Últimamente se había convertido también en el garante de su supervivencia. Cuando Will logró huir de los vigilantes llevándose consigo la base de datos de Área 51 pirateada por Shackleton, nombró a Zeckendorf depositario de una carta escrita y sellada a toda prisa con instrucciones de que la abriese en caso de que Will desapareciera.

Era el seguro de vida de Will.

Will había dicho a los vigilantes que el dispositivo de memoria obraba en poder de una persona que lo sacaría a la luz si a él le pasaba algo. No les quedó más remedio que creerle. En realidad, las llamadas mensuales de Will a Zack eran más que nada una excusa para que los dos viejos amigos mantuviesen el contacto.

– Siempre es un placer hablar contigo, pero ¿no me habías llamado hace poco? -preguntó Zeck.

– Ha surgido algo.

– ¿Qué ocurre? Te noto un poco raro.

Will nunca le había contado detalles a Zeck. Ambos lo habían preferido así. El abogado había atado algunos cabos. Sabía que la carta sellada de Will tenía algo que ver con el caso Juicio Final y lo que le había sucedido a Mark Shackleton. También sabía que guardaba alguna relación con la jubilación anticipada de Will, pero eso era todo. Tenía claro que Will corría algún peligro y que, de alguna manera, esa carta lo protegía.

Siempre le había ofrecido a Will una combinación perfecta de asesoramiento legal y bromas de ex compañero de habitación. Will se imaginaba la expresión de preocupación en el rostro terso de Zeck, y sabía que seguramente se estaba alisando de forma compulsiva el pelo rebelde y encrespado con la mano, como hacía siempre que se ponía nervioso.
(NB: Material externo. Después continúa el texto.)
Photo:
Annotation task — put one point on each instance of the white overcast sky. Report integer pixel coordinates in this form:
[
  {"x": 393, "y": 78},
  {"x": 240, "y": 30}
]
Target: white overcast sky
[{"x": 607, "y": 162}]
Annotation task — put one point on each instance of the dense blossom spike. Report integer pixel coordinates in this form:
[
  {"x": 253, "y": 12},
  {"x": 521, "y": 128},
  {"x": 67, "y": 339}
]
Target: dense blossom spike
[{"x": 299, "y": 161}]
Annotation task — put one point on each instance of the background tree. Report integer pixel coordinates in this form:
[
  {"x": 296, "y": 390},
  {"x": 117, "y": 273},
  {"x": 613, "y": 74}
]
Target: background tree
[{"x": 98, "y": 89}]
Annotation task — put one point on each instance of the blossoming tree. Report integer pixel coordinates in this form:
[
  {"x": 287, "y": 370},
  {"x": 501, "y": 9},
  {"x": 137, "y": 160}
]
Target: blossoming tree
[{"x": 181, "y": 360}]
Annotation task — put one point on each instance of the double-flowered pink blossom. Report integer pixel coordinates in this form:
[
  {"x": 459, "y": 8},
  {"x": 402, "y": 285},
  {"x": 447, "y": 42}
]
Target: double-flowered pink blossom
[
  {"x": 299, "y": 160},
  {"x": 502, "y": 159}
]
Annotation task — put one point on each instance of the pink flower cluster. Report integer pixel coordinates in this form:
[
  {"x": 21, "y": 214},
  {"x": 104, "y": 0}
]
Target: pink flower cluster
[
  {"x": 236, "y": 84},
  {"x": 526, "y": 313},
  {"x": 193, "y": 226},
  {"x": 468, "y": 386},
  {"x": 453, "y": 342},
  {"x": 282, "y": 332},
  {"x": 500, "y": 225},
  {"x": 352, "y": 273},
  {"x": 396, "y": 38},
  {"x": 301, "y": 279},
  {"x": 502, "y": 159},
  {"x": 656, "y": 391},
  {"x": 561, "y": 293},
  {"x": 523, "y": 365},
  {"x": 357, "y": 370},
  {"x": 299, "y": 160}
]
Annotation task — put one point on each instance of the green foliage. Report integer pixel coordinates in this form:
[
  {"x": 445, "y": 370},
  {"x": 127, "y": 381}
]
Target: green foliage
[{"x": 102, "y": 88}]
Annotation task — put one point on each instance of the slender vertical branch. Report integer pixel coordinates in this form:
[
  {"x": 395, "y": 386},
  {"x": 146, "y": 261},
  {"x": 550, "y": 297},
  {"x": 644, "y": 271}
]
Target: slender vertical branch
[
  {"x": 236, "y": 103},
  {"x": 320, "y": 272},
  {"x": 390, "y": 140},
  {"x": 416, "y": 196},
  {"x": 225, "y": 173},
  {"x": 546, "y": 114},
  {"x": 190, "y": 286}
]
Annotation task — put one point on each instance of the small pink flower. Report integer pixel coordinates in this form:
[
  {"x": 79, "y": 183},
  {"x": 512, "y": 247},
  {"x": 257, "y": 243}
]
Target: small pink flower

– He cometido una estupidez.

– Vaya, qué novedad.

– ¿Recuerdas mi acuerdo de confidencialidad con el gobierno?

– Sí, ¿qué ocurre con él?

– Digamos que me lo he saltado a la torera.

Zeck lo interrumpió, adoptando de pronto un tono profesional.

– Oye, no se hable más. Deberíamos vernos para tratar el asunto.

– Me preguntaba si podríamos quedarnos un par de días en tu casa de New Hampshire, si no estáis usándola vosotros.

– Por supuesto. -Hizo una pausa-.Will, ¿es segura esta línea?

– Es un teléfono limpio. Tengo uno para ti; te lo enviaré.

Zeck percibió la tensión en la voz de Will.

– De acuerdo. Tú procura mantener a salvo a Nancy y a mi ahijado, capullo.

– Así lo haré.

Como Will y Nancy no habían avisado con mucha antelación de su llegada a White Plains, los Lipinski insistieron en ir a un restaurante para no tener que preparar una cena con las sobras que tenían. Dejaron junto a una ventana abierta una tarta de manzana recién horneada para que se enfriase mientras estaban fuera. En la habitación que había sido de Nancy y que ahora utilizaba con Will como cuarto de invitados, ella se estaba maquillando frente al espejo de su tocador infantil. En el reflejo veía a Will sentado en la cama, atándose los cordones de los zapatos con aspecto cansado y abatido.

– ¿Te encuentras bien?

– Estoy hecho una mierda.

– Se te nota. ¿Eran buena gente?

– ¿Los Cantwell? -preguntó él con tristeza-. Sí. El viejo era todo un personaje. Un lord inglés de la cabeza a los pies.

– ¿Y la nieta?

– Una chica preciosa. Y lista. -Se le hizo un nudo en la garganta-. Parecía que el futuro le deparaba grandes cosas, pero no pudo ser.

Will temió haber hecho una confesión sin querer, pero si Nancy había sospechado algo, lo dejó correr.

– ¿Te ha devuelto Jim la llamada?

– Sí. Nos dejará su casa de Alton. Allí no nos encontrarán. Les daré a tus padres un teléfono de prepago para que puedas mantener el contacto con ellos.

– Al menos mamá y papá están contentos por tener a Philly aquí esta noche.

Frazier detestaba la falta de autonomía. Se sentía como un peón por tener que llamar al secretario Lester cada pocas horas, pero si no lo hacía con la puntualidad de un reloj, el ayudante de Lester lo llamaba a él. El asunto DeCorso había marcado su destino. La avalancha de mierda era inminente.

Lester contestó. Sonaba como si estuviera en una fiesta, con voces de fondo y entrechocar de copas.

– Espere un momento -dijo Lester-. Deje que encuentre un lugar más tranquilo.

Frazier estaba solo en su coche. Había echado a sus hombres al frío de la noche para poder hablar en privado. Caminaban de un lado a otro junto a su ventanilla con cara de pocos amigos, y un par de ellos con un cigarrillo en la mano.